Top and bottom the peppers, remove seeds and any white pulp and slice in 2–3” long strips. Peel, halve, and slice the onion into quarter inch slices. Peel, crush, and rough chop garlic. Set aside.
Remove sausages from the freezer and slice into ¼” thick rounds. Leave in the casing. Partial freezing makes this much easier and less messy.
Add a tablespoon of good olive oil to a large frying pan or Dutch oven. I used a large, very well seasoned cast iron frying pan. Add sausage and fry until they start to lose their raw look. Add peppers and onions. Fry until they start to soften and brown around the edges. Add garlic and fry until fragrant but not brown. Sprinkle on red pepper flakes to taste, about ½ tsp.
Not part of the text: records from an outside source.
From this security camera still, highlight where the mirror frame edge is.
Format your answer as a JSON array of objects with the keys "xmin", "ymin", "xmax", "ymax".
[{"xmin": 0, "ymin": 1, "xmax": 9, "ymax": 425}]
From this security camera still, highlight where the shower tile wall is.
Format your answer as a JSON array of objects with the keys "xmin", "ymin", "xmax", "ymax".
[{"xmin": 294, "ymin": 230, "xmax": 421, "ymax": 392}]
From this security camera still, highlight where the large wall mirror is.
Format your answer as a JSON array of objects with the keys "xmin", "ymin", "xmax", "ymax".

Push ingredients aside to open a space in the center of the pan and fry the tomato paste* until it darkens and starts to carmelize. Add bay leaves. Add the wine until it is about ½” deep. Scrape up any bits of fond in the pan and stir together. Cook until wine is reduced by half then add one cup of water.
Slowly reduce until the liquid coats the vegetables but the dish is still juicy. Taste for salt. I do not add salt until this step because the sausage has a lot of salt and you may not need it
Serve immediately or chill and reheat the next day to blend the flavors.
*Notes:
In my experience, tomato paste should always be fried in oil until it darkens and caramelizes a bit. It removes any metallic flavor and mellows the paste, changing its texture and softening it. This step will improve the flavor of any dish calling for tomato paste.
Some may question why sausage needs salt, aside from its role as seasoning. Salt reacts with the fat in the raw pork, firming up the sausage so they don’t break when you fry them. I never season dishes with sausage until they are cooked and I taste for salt. Most of the time you won’t need more.
This is a dish that welcomes improvisation. You could add blanched green beans or canned cannellini beans, or both. Cooked macaroni could be finished in the stew and dusted with Parmesan. Wing it!